Excluding layers from quantization
I have a question about excluding some layers from quantization. I would like to not quantize operations from one module, called warp. I obtained them using following code:
import onnx
# Load the ONNX model
onnx_model_path = 'Model.onnx'
onnx_model = onnx.load(onnx_model_path)
# Get all nodes (layers) in the graph
nodes = onnx_model.graph.node
# Filter nodes by their names, assuming the specific module layers contain 'warp' in the name
layers = [node for node in nodes if 'warp' in node.name]
layers = ['/warp/Constant', '/warp/Add', '/warp/Gather', '/warp/Constant_1', '/warp/Mul', '/warp/Constant_2', '/warp/Div', '/warp/Constant_3', '/warp/Sub', '/warp/Gather_1', '/warp/Constant_4', '/warp/Mul_1', '/warp/Constant_5', '/warp/Div_1', '/warp/Constant_6', '/warp/Sub_1', '/warp/Constant_7', '/warp/Unsqueeze', '/warp/Constant_8', '/warp/Unsqueeze_1', '/warp/Concat', '/warp/Transpose', '/warp/GridSample']

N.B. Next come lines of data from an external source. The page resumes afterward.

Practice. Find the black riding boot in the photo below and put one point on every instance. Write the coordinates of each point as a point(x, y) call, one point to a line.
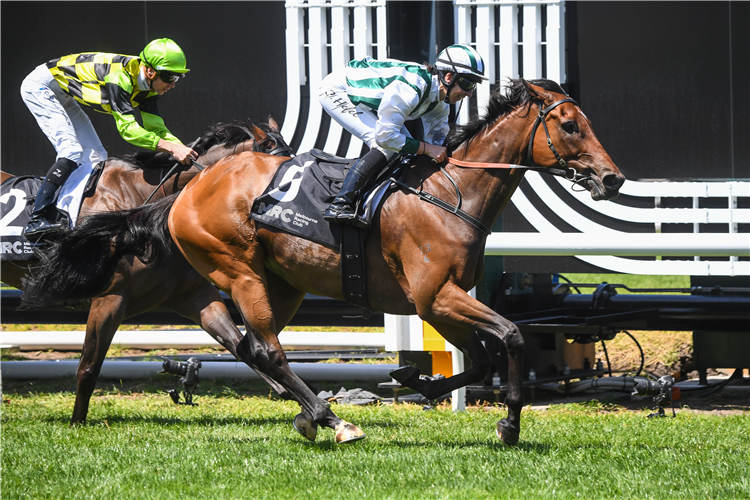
point(343, 210)
point(42, 219)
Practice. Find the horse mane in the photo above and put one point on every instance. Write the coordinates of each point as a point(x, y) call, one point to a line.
point(500, 104)
point(228, 134)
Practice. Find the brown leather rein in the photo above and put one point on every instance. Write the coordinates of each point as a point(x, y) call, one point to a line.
point(566, 172)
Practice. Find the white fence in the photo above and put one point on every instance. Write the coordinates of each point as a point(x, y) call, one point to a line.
point(314, 20)
point(596, 239)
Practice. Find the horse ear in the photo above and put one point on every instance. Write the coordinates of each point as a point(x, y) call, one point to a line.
point(538, 92)
point(258, 134)
point(272, 123)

Based on them I created JSON file exclude_layers.json:
{
"activation_encodings": {
"/warp/Constant": [
{
"bitwidth": 32,
"dtype": "float"
}
],
"/warp/Add": [
{
"bitwidth": 32,
"dtype": "float"
}
],
"/warp/Gather": [
{
"bitwidth": 32,
"dtype": "float"
}
],
"/warp/Constant_1": [
{
"bitwidth": 32,
"dtype": "float"
}
],
"/warp/Mul": [
{
"bitwidth": 32,
"dtype": "float"
}
],
"/warp/Constant_2": [
{
"bitwidth": 32,
"dtype": "float"
}
],
"/warp/Div": [
{
"bitwidth": 32,
"dtype": "float"
}
],
"/warp/Constant_3": [
{
"bitwidth": 32,
"dtype": "float"
}
],
"/warp/Sub": [
{
"bitwidth": 32,
"dtype": "float"
}
],
"/warp/Gather_1": [
{
"bitwidth": 32,
"dtype": "float"
}
],
"/warp/Constant_4": [
{
"bitwidth": 32,
"dtype": "float"
}
],
"/warp/Mul_1": [
{
"bitwidth": 32,
"dtype": "float"
}
],
"/warp/Constant_5": [
{
"bitwidth": 32,
"dtype": "float"
}
],
"/warp/Div_1": [
{
"bitwidth": 32,
"dtype": "float"
}
],
"/warp/Constant_6": [
{
"bitwidth": 32,
"dtype": "float"
}
],
"/warp/Sub_1": [
{
"bitwidth": 32,
"dtype": "float"
}
],
"/warp/Constant_7": [
{
"bitwidth": 32,
"dtype": "float"
}
],
"/warp/Unsqueeze": [
{
"bitwidth": 32,
"dtype": "float"
}
],
"/warp/Constant_8": [
{
"bitwidth": 32,
"dtype": "float"
}
],
"/warp/Unsqueeze_1": [
{
"bitwidth": 32,
"dtype": "float"
}
],
"/warp/Concat": [
{
"bitwidth": 32,
"dtype": "float"
}
],
"/warp/Transpose": [
{
"bitwidth": 32,
"dtype": "float"
}
],
"/warp/GridSample": [
{
"bitwidth": 32,
"dtype": "float"
}
]
},
"param_encodings": {}
}
Finally I run snpe commands:
snpe-onnx-to-dlc -i Model.onnx -o Model.dlc --quantization_overrides exclude_layers.json
and then
snpe-dlc-quantize --input_dlc Model.dlc --input_list Inputlist_train_short.txt --use_enhanced_quantizer --use_adjusted_weights_quantizer --axis_quant --output_dlc Quant_Model.dlc --enable_htp --htp_socs sm8550 –override_params
After running snpe-onnx-to-dlc in output there is information: 2024-10-03 13:42:48,459 - 235 - INFO - Processed 0 quantization encodings. I'm not sure if it should be expected.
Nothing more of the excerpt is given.